Influence marketing

6 mistakes not to make with Influencer Marketing

, 1 March 2018

Unlike online advertising or SEO, both of which are almost as old as the Internet, Influencer Marketing is a relatively new channel for online marketing, and many companies are starting to become interested in it. If you are one of them, here are the 6 most common mistakes which can be made in the area. Thanks to this article, you will avoid them and maximize your next campaign’ chances of success!

Mistake 1: Focusing exclusively on Instagram

This is the most common mistake: believing that Influencer Marketing is synonymous with Instagram. In fact, a large part of company budgets is dedicated to the photo-sharing social network. The competition is therefore fierce, and the platform is close to an overdose of advertising.
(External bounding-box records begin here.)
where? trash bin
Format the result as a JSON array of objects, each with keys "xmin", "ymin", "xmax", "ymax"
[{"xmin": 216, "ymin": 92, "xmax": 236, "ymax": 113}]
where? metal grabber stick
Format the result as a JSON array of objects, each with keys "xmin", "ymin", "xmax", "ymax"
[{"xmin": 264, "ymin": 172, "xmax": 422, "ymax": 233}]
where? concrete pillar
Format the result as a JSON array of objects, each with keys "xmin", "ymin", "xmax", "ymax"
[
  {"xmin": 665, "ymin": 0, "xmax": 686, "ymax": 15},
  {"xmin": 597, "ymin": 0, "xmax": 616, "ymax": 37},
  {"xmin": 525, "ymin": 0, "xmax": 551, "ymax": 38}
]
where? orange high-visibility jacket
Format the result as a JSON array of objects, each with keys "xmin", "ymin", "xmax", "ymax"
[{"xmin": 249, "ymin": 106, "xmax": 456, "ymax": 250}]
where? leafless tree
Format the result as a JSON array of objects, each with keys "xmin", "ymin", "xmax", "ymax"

Some instagrammers publish sponsored content every second day, and their audience is beginning to question more and more the authenticity of all these recommendations.


This year again, Instagram remains largely the platform of choice of advertisers… mistakenly? (Credit photo : Adweek – Source données: Hashoff)

Influencers in the broad sense are opinion leaders who can, among other things, get their audience to make purchases. They can be found not only on other networks like Youtube or Twitter, but also on blogs. What’s more, with these influencers being less inundated with proposals, your partnership is more likely to receive positive feedback from their followers.

We’d just like to mention that if you want to deal with the most influential blogs in your field,‘s online networking platform is your ally. And to find out more, check out our latest article on the topic: How to identify and work with influential blogs.


Mistake 2: Considering only the major influencers

Many marketers are striving to partner with the biggest influencers in their field. “Mega-influencers” charge a fortune for any partnership. And they are beset with proposals. Even if you manage to make a deal, it’s not sure that your offer will stand out among all the sponsored products and services on the star influencer’s content feed.

Depending on the purpose of your campaign, it may be wise to use micro-influencers (less than 100,000 subscribers). The partnership will be less expensive and will offer up to 60% higher engagement rates. In addition, they will often be more creative than the sometimes less blasé than mega-influencers…


Mistake 3: Imposing excessive brand guidelines

If you want to maximize your communication and don’t accept any infringements, even anecdotal, on your brand guidelines, then Influencer Marketing may not be appropriate for your brand.

Drawing red lines, trying to impose your style? You’re on the wrong track.  (Credit photo : Neonbrand, Unsplash)

The success of this channel consists of authenticity. The influencer knows their audience and knows how to offer engaging content. It is natural to draw red lines and validate the content before publication. On the other hand, it is counterproductive to want to duplicate your corporate communication on the influencer channels.

Mistake 4: multiple “one shot” partnerships

You carry out an influential campaign and then move on to the next by starting over from the beginning? It’s possible, but you’re forsaking the lessons leaned from your first campaign.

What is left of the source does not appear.